I recently spent a few days sightseeing in Seattle, and wandered by the Hiram M. Chittenden Locks, a canal-like structure that connects Puget Sound with Lake Union and Lake Washington, enabling boats to navigate the change in elevation between the bodies of water. There, I witnessed an affirmative action program for salmon.
You see the locks, like many dams and other man-made structures in waterways used by salmon, create a barrier that prevents the mature salmon from returning to their fresh-water home to spawn. And if they can’t get home, they don’t reproduce, meaning the end of the local salmon population.
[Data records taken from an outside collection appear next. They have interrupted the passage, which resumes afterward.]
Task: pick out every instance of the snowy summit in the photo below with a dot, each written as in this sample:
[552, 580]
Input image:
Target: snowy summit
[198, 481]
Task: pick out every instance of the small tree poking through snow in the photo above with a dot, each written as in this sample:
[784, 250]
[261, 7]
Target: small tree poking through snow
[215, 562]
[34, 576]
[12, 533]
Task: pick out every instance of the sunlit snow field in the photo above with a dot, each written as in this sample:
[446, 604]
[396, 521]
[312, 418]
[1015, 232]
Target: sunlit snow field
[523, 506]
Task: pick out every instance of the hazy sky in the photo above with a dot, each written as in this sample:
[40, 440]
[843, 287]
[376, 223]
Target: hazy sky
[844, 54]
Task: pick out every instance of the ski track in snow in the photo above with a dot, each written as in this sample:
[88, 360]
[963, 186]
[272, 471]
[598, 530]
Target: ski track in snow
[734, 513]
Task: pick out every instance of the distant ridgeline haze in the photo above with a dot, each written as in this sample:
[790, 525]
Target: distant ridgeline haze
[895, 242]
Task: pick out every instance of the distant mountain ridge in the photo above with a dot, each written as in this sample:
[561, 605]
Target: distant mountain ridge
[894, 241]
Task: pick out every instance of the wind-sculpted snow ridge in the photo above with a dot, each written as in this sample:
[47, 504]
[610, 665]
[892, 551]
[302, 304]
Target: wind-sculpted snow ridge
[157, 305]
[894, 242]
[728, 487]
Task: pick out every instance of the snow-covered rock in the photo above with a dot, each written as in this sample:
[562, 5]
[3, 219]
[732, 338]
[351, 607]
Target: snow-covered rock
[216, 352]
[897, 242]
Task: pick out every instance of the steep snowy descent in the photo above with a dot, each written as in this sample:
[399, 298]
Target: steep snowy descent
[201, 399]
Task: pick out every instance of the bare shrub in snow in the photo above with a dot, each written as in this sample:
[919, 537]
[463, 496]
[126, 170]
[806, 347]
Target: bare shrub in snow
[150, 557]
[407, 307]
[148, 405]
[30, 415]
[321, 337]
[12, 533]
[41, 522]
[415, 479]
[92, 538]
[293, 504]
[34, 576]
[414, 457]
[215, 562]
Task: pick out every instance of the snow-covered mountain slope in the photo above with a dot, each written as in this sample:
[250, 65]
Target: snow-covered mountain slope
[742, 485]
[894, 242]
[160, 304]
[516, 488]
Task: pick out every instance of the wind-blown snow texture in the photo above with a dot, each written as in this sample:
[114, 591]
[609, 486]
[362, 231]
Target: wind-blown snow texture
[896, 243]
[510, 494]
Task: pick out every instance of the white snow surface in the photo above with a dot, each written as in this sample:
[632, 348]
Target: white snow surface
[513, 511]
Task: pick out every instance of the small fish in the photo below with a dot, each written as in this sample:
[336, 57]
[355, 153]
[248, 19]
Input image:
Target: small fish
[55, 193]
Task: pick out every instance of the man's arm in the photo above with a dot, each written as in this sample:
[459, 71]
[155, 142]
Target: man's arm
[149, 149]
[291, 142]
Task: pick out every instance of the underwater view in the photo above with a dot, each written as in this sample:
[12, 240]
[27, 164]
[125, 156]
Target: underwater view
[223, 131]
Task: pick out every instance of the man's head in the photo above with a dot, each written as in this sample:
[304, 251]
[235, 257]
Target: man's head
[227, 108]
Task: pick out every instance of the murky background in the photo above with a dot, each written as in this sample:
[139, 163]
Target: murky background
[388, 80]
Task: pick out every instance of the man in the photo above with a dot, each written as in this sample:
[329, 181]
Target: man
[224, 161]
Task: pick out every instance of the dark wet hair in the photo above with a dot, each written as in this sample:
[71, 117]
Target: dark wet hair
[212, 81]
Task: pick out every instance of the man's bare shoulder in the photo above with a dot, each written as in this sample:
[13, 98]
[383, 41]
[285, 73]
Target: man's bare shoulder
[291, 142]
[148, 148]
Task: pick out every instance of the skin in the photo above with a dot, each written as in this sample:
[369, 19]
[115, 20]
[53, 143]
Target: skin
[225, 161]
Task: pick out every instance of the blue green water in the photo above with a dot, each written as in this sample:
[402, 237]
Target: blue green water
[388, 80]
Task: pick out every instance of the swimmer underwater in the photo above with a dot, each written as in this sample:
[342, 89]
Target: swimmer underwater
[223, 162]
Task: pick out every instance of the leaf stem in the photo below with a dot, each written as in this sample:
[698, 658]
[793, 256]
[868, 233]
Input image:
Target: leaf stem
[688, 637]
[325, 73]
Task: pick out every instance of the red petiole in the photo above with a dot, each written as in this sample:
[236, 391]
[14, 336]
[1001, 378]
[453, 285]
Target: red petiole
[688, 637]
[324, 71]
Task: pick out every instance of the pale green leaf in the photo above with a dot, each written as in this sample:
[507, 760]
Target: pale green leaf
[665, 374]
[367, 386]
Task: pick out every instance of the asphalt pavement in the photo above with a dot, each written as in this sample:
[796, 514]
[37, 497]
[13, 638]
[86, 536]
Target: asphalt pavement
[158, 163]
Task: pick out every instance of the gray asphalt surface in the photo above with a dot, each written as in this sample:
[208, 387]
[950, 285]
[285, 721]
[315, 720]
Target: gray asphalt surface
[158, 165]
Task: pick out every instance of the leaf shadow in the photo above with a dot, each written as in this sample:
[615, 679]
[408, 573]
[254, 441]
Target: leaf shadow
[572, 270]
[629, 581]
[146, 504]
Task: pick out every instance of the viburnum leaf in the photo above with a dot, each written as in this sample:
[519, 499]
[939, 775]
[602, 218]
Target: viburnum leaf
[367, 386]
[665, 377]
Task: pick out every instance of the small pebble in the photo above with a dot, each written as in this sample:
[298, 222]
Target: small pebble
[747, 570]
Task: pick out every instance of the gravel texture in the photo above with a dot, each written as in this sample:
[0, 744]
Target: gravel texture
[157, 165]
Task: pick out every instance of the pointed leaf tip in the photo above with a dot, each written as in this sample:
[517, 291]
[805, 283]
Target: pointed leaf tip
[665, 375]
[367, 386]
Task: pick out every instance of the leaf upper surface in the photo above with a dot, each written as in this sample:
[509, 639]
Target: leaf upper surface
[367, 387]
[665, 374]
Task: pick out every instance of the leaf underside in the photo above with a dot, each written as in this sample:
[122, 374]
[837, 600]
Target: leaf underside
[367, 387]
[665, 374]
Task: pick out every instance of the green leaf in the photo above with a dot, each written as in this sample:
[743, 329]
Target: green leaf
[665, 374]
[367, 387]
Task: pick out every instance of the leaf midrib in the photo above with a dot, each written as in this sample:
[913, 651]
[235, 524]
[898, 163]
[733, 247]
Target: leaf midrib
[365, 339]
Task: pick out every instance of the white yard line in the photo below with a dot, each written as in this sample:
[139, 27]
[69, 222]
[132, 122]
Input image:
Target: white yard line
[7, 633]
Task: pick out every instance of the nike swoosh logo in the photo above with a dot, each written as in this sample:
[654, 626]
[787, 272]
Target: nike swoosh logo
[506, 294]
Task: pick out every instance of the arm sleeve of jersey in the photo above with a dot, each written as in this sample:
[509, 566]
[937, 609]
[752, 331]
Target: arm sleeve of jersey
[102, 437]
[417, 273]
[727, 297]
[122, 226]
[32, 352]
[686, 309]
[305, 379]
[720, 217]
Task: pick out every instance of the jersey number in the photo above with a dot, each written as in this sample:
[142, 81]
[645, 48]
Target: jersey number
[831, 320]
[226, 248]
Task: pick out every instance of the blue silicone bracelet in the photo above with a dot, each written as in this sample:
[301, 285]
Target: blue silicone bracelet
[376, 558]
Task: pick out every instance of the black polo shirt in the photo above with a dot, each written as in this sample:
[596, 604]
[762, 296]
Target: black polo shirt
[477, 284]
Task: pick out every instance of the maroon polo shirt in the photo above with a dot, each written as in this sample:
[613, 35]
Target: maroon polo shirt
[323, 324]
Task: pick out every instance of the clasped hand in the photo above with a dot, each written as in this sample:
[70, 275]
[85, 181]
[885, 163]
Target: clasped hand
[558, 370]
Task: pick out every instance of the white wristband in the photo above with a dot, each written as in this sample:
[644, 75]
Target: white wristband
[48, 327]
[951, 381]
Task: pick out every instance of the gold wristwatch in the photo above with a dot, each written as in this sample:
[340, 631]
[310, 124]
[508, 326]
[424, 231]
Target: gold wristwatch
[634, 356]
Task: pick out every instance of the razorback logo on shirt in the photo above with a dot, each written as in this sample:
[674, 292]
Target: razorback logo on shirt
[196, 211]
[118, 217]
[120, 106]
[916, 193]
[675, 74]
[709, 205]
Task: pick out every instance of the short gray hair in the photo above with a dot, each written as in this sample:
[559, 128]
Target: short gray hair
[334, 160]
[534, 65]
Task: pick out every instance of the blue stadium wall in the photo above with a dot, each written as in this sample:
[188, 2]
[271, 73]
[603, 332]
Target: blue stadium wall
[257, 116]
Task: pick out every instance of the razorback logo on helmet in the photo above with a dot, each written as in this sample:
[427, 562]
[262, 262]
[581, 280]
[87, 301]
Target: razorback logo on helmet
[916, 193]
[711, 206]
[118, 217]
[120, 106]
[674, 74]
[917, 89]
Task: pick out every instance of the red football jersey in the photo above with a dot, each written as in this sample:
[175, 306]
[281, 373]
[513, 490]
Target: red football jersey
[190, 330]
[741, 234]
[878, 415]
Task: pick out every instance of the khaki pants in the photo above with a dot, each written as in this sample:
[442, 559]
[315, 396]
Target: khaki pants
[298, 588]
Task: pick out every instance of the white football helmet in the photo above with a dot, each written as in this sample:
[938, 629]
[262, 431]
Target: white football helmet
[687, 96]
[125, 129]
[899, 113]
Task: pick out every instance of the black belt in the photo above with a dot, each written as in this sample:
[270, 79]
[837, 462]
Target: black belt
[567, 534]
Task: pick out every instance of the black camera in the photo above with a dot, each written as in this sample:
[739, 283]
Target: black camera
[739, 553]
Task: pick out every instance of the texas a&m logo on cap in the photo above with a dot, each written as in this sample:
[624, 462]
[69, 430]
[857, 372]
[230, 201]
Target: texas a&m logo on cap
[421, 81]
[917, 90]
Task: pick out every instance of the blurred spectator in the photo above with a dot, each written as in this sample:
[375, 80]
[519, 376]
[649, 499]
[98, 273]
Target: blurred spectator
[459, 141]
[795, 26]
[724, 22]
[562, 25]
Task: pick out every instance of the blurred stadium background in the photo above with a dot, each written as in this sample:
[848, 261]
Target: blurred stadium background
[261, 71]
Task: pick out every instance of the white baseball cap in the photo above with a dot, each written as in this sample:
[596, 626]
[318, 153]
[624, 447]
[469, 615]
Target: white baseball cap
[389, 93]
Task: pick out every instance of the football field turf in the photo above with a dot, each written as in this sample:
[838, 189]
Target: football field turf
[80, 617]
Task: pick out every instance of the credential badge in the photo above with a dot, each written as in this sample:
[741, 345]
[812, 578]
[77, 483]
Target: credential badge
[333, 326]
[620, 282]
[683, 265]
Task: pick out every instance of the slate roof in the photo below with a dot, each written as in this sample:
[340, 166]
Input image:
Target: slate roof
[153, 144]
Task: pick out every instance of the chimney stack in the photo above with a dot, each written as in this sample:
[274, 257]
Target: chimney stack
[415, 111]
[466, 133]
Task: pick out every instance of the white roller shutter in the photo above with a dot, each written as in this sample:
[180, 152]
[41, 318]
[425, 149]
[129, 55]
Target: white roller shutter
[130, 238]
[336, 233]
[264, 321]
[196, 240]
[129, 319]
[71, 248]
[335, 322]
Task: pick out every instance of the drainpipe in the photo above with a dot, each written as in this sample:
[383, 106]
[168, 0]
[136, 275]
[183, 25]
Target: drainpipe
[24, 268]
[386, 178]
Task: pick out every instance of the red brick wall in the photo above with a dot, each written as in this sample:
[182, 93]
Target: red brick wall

So the humans who built the locks have created an ingenious device called a fish ladder , which enables the salmon to get around the man-made barrier and get where they need to go in a series of manageable steps. Thus, the people get to move their boats from the lakes to Puget Sound or vice versa, and the salmon get to reproduce – which ultimately also benefits the people, who do, after all, like eating salmon (if you’re in the area, by all means try the salmon and chips at Ivar’s). Such structures have been put in place in numerous waterways.
I actually found it oddly moving that humans have gone to such trouble to help these fish move upstream – and it really was a lot of trouble, because the ladder has to not only be navigable for the salmon, but it must be set up in such a way that they will find it and be attracted to it.
To the best of my knowledge, nothing about this is controversial. But if this were for people instead of fish, it would be – and is – quite a different story. Can’t you just hear the politicians bellowing? “Why do these fish need special preferences? There are hundreds of species who live by that waterway – plants, birds, other fish, insects – and none of them get any special treatment! This fish ladder is discriminatory!”
If that seems silly, well, it is. The fish ladder isn’t a “preference,” it’s an attempt to compensate for the barriers humans created that would otherwise block the salmon from fulfilling their natural destiny. It’s simply an attempt to level the playing field that would otherwise be severely tilted against them.
And yet that silly response is exactly how many Americans, including the U.S. Supreme Court, react when, through programs sometimes called affirmative action, this country attempts to remedy the artificial barriers that continue to make it hard for some of our neighbors to fulfill their human potential,. Go figure.